Dentro de ese grupo, las mayores sanciones recayeron en compañías de gran visibilidad pública. TikTok recibió la mayor multa del sector en 2025, con 530 millones de euros, mientras que Google fue sancionada con 200 y 125 millones, y SHEIN con 150 millones. Sin embargo, el importe global no siempre se traduce en una penalización elevada cuando se reparte entre el volumen de usuarios afectados. Pese a las cuantías, casos como el de TikTok equivalieron a 2,64€ por usuario, aun cuando millones de usuarios se vieron afectados.
Tomas Stamulis, director de seguridad de Surfshark, interpreta estas cifras como: «La cuantía de las multas refleja la seriedad con la que se tratan ahora las prácticas ilegales en materia de datos. Sin embargo, es muy preocupante que la mayoría de estas sanciones se dirijan a empresas que tratan nuestros datos personales sin una base jurídica válida. Las grandes empresas tecnológicas suelen traspasar los límites para recopilar más información de la permitida, lo que pone de relieve lo baratos que son nuestros datos personales, ya que se valoran en solo un par de euros«.

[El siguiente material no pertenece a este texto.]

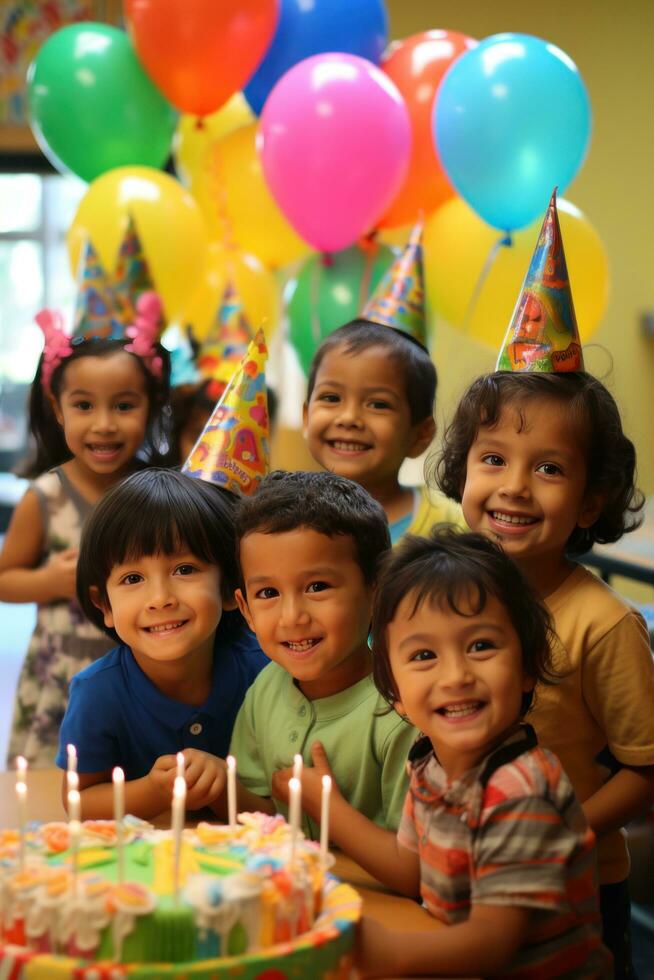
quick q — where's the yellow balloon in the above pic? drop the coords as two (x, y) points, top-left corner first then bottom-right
(173, 93), (254, 189)
(193, 122), (312, 269)
(185, 242), (281, 341)
(424, 196), (609, 349)
(68, 167), (208, 325)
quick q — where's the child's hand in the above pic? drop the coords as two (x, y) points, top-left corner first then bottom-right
(272, 741), (341, 822)
(181, 749), (226, 810)
(147, 754), (178, 807)
(43, 548), (79, 599)
(355, 916), (400, 978)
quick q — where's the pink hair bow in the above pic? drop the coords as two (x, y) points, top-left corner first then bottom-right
(35, 309), (74, 395)
(124, 291), (164, 380)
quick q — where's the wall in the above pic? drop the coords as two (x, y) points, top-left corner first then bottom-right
(386, 0), (654, 493)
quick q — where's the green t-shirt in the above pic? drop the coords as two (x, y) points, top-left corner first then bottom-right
(229, 663), (416, 840)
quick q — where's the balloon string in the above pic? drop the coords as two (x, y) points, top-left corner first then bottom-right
(310, 256), (322, 348)
(357, 234), (378, 308)
(208, 144), (238, 255)
(461, 233), (512, 333)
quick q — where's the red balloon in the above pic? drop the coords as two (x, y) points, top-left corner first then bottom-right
(124, 0), (279, 116)
(378, 30), (477, 229)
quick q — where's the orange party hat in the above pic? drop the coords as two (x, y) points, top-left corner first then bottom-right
(497, 189), (583, 373)
(182, 329), (270, 495)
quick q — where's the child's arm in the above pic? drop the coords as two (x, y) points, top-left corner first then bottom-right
(357, 904), (531, 978)
(178, 749), (275, 818)
(582, 764), (654, 838)
(0, 490), (77, 602)
(272, 743), (420, 897)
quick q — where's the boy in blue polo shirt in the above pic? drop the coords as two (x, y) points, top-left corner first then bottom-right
(56, 469), (267, 820)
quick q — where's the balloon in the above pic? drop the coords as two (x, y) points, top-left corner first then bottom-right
(173, 94), (255, 189)
(68, 167), (208, 325)
(287, 243), (396, 374)
(193, 123), (311, 269)
(185, 242), (281, 341)
(434, 33), (591, 231)
(424, 196), (608, 349)
(378, 30), (476, 229)
(260, 54), (411, 253)
(124, 0), (279, 116)
(27, 24), (176, 183)
(244, 0), (388, 114)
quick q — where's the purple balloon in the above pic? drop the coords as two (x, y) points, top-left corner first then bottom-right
(259, 53), (410, 253)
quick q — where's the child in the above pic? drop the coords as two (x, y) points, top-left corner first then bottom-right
(435, 192), (654, 976)
(315, 530), (611, 978)
(227, 469), (416, 835)
(303, 224), (463, 543)
(0, 295), (172, 767)
(57, 468), (267, 820)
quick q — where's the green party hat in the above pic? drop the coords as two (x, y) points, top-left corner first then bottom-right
(497, 189), (584, 373)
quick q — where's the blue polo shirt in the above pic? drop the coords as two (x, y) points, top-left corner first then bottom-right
(56, 611), (268, 779)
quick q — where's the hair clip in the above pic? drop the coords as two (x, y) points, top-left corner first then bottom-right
(124, 291), (164, 380)
(35, 309), (74, 396)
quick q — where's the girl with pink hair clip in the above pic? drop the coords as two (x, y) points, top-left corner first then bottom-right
(0, 287), (172, 767)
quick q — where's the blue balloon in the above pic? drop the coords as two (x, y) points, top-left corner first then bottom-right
(244, 0), (388, 115)
(434, 33), (591, 231)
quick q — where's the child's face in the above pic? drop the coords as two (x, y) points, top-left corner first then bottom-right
(236, 528), (373, 700)
(96, 550), (223, 671)
(52, 352), (149, 478)
(388, 589), (533, 779)
(461, 399), (599, 579)
(303, 344), (434, 491)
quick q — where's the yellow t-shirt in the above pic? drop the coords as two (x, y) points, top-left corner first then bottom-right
(392, 485), (466, 544)
(529, 564), (654, 884)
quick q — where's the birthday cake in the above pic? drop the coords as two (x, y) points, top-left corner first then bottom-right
(0, 812), (360, 979)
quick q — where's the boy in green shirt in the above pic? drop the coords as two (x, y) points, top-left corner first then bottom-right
(228, 470), (416, 837)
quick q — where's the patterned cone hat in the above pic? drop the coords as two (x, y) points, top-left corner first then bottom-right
(497, 189), (584, 373)
(114, 214), (159, 328)
(166, 325), (200, 388)
(72, 238), (125, 342)
(362, 220), (427, 347)
(197, 279), (254, 386)
(182, 329), (270, 495)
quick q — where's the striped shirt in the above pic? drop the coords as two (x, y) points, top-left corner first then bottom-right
(398, 725), (612, 978)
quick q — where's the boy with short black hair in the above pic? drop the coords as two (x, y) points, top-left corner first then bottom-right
(229, 469), (416, 835)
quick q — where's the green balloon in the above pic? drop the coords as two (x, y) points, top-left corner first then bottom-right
(288, 244), (395, 375)
(28, 23), (176, 182)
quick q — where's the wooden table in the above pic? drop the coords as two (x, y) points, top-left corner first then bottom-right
(0, 769), (444, 979)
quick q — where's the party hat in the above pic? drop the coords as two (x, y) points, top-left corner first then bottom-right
(164, 324), (200, 388)
(197, 280), (254, 386)
(362, 220), (427, 347)
(114, 213), (159, 328)
(497, 190), (583, 373)
(72, 238), (125, 342)
(182, 329), (269, 495)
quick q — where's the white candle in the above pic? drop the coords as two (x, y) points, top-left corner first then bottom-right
(292, 753), (303, 781)
(319, 775), (331, 863)
(113, 767), (125, 883)
(15, 755), (27, 785)
(288, 776), (301, 867)
(67, 769), (79, 794)
(16, 780), (27, 870)
(226, 755), (237, 828)
(172, 776), (186, 903)
(68, 788), (81, 895)
(176, 752), (185, 780)
(67, 744), (77, 774)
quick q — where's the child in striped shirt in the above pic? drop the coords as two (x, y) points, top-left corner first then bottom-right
(302, 529), (611, 978)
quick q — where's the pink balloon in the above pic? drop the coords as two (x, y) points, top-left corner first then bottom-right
(259, 53), (411, 253)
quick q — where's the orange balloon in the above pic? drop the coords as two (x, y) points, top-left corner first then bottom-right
(378, 31), (477, 229)
(124, 0), (279, 116)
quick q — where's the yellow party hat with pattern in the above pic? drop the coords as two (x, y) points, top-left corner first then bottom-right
(362, 220), (427, 347)
(497, 189), (584, 373)
(197, 279), (254, 386)
(72, 238), (125, 342)
(114, 214), (160, 328)
(182, 329), (269, 495)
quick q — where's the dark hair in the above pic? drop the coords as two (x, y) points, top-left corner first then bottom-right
(306, 319), (436, 425)
(372, 527), (555, 713)
(170, 379), (279, 465)
(77, 468), (239, 641)
(235, 469), (390, 586)
(20, 339), (172, 478)
(434, 371), (644, 555)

La seguridad como infracción más habitual y el efecto de la IA
Aunque la falta de base jurídica fue lo más costoso, la infracción más repetida siguió otra dirección: el nivel de protección aplicado a los sistemas y a la información. La multa más común en 2025 se debió a medidas técnicas y organizativas insuficientes para garantizar la seguridad de la información, con 97 casos frente a 69 en 2024, el 29% del total. En términos prácticos, este tipo de incumplimiento alude a que la empresa no ha implantado controles adecuados (procedimientos, herramientas y medidas internas) para evitar accesos no autorizados o pérdidas de información.
El estudio relaciona estas sanciones, de manera habitual, con episodios como ataques cibernéticos, divulgaciones no autorizadas de datos personales y fugas de datos. El reparto sectorial también es significativo. El sector industrial y comercial fue el más afectado por medidas de seguridad insuficientes, con 31 de las 97 multas, seguido por finanzas, seguros y consultoría con 21, y sanidad con 14. Para los responsables de TI y de compras tecnológicas, este mapa de sanciones funciona como termómetro: muestra en qué sectores se están materializando con más frecuencia las debilidades de control y, por extensión, dónde puede crecer la presión regulatoria.

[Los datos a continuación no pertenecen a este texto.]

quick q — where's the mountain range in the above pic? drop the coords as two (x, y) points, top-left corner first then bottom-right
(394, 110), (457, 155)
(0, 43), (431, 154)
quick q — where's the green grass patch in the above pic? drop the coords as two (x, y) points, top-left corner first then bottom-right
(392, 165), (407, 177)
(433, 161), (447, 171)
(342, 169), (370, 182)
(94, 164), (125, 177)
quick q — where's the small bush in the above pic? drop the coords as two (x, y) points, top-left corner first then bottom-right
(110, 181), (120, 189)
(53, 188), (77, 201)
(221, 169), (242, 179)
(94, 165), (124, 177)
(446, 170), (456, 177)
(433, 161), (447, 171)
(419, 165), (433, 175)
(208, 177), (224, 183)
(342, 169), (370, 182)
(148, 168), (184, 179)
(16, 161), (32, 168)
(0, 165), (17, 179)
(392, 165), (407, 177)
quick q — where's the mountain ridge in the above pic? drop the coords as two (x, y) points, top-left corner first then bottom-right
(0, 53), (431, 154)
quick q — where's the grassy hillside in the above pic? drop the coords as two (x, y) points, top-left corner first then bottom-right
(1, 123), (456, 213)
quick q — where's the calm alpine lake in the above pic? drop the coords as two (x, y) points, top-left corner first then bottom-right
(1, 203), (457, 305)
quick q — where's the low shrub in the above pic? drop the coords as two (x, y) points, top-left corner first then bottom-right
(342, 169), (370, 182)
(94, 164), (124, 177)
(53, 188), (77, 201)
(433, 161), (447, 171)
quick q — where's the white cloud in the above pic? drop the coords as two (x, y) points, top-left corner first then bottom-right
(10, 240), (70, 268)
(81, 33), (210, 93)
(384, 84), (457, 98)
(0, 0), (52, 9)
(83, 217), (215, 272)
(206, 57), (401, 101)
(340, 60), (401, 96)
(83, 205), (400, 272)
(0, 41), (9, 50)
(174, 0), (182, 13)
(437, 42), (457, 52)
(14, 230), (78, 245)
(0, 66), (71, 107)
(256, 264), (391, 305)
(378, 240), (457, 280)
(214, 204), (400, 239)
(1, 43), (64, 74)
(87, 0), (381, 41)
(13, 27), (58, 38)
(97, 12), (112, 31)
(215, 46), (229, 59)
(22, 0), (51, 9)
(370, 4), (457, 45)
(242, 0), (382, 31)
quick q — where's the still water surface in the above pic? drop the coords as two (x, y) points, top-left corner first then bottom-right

Stamulis vincula esta tendencia con un fenómeno más amplio que Surfshark identifica a escala global desde hace años. Surfshark sitúa en 3.200 millones el número de filtraciones de datos producidas en todo el mundo desde 2004. Desde su perspectiva, el aumento del uso de la inteligencia artificial intensifica el riesgo de exposición de datos personales, especialmente cuando las personas comparten información sensible con herramientas de terceros sin políticas de privacidad claras o adecuadas, lo que reduce la supervisión sobre el destino final de esos datos.
En esa línea, señala que el refuerzo de la capacidad de ataque es otro elemento de presión, al facilitar que los ciberdelincuentes ejecuten acciones más potentes y sencillas de llevar a cabo. También pone como ejemplo un ciberataque autónomo a gran escala perpetrado el año pasado por una IA, que evidenció la facilidad con la que un sistema de este tipo puede explotar vulnerabilidades en organizaciones. En conjunto, la lectura que plantea es doble: por un lado, las multas del RGPD actúan como señal de advertencia para las empresas; por otro, funcionan como recordatorio de que la protección de los datos personales exige una gestión activa de permisos, aplicaciones y prácticas de uso, más allá de la confianza pasiva.